Reaching new heights
At the heart of Whitney Pier’s Polish community, a broken bell, bits of stained glass and a few pages of hymns were all that remained of St. Mary’s Polish Church when it was destroyed in a fire in October 2014. When it was time to rebuild, Marconi Campus Metal Fabrication students and faculty rose to the challenge to design and construct what has become a shining beacon in Whitney Pier: the steeple cross.
Graham Tourneur, a former blacksmith and 2016 Metal Fabrication graduate, was contacted first by the parish and Roclan Construction with the idea.
“I thought it would be a great community outreach project for students of the Metal Fabrication program at Marconi Campus,” he says. “As a second-year student in the program, I knew our class was more than capable of producing a quality piece.”
They’re not only people with technical skills and industry experience, but are good, generous leaders in the community.
Having grown up in Whitney Pier, Metal Fabrication faculty member Gary Cameron says he was happy to help. “The community is small, and money is tight,” says Gary. “Everyone knows NSCC and what we stand for. After all, our learners are members of the community.”
Designing and constructing a cross is no small feat. The project was unique to the Marconi metal fabrication shop. Five prototypes were created before the final design was agreed upon by the parish. They were constructed with stainless steel and placed securely atop the new 75-foot-high steeple.

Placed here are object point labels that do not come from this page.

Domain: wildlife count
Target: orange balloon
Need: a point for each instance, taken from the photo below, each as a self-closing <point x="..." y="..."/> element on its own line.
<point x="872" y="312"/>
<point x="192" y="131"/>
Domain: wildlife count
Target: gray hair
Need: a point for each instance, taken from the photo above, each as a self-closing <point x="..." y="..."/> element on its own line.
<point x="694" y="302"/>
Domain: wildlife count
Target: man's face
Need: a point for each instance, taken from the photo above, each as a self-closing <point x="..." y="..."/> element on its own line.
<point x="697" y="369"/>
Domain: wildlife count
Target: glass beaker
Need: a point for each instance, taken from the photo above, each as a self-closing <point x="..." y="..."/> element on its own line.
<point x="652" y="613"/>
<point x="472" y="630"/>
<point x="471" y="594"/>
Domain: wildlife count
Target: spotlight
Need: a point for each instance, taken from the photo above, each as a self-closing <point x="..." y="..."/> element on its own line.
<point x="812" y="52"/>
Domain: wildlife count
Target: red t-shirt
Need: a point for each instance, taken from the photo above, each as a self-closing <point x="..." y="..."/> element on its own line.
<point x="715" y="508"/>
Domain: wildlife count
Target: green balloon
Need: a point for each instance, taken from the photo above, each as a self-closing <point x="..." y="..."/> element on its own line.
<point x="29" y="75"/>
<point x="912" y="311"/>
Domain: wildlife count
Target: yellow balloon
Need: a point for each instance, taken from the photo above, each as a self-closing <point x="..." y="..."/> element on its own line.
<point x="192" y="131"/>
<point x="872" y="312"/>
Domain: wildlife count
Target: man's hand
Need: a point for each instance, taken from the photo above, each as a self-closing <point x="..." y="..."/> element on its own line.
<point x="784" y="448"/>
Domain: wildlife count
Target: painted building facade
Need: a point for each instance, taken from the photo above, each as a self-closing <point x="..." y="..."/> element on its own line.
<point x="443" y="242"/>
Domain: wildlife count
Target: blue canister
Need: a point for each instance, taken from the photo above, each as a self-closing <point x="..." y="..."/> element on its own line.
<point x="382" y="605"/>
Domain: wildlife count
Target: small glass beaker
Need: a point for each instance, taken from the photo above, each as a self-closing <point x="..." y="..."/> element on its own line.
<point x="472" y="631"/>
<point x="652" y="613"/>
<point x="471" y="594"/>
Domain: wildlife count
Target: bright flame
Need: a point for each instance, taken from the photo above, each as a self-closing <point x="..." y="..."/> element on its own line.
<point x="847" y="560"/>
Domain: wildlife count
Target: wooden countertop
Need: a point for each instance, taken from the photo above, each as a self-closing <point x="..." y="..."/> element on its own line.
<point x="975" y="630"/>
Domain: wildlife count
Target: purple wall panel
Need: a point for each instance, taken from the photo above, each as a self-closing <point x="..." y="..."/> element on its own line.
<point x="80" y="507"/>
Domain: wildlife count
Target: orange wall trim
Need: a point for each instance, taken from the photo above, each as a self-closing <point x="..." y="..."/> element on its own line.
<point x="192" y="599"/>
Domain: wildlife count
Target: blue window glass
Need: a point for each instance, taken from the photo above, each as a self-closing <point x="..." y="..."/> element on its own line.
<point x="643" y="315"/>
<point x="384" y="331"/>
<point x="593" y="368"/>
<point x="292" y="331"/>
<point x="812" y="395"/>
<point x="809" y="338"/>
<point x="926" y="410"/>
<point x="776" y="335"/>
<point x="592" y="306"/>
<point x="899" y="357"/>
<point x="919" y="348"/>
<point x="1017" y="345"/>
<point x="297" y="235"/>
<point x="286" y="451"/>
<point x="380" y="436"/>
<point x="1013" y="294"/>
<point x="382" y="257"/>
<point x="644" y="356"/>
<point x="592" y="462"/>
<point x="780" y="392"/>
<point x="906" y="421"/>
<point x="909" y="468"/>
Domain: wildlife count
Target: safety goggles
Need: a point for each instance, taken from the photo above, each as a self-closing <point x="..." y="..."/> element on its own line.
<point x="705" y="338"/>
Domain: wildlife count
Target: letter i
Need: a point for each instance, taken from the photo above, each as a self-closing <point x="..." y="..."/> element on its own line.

On a cold morning in February 2016, residents of Whitney Pier gathered around the newly-built church to watch the students and construction crew hoist and secure the cross on the steeple. “It was quite a sight,” says Tom Urbaniak, chair of St. Mary’s Polish Parish. “It was a work of great skill, but it also had an emotional component. They’re not only people with technical skills and industry experience, but are good, generous leaders in the community.”
Visible from all over Whitney Pier, the new cross is a lasting symbol the metal fabrication students will have to remind them of their commitment to the community. “Pride in the work is the biggest thing for tradespeople in any sector. More pride, more employment,” says Gary. “Fifty years from now, they can say, ‘I built that!’ It’s a good legacy for them.”
Graham, now employed in his field, carries that pride with him. “That day, the cross was not only a religious symbol, but one of community perseverance and cooperation.”
He adds, “I have been blessed with years of good instruction in metal working and have had lots of help along the way. It feels good to be able to help someone else.”
The six-foot tall cross at St. Mary’s Polish Church is made of stainless steel, weighs 150 pounds and sits on top of a 75-foot steeple.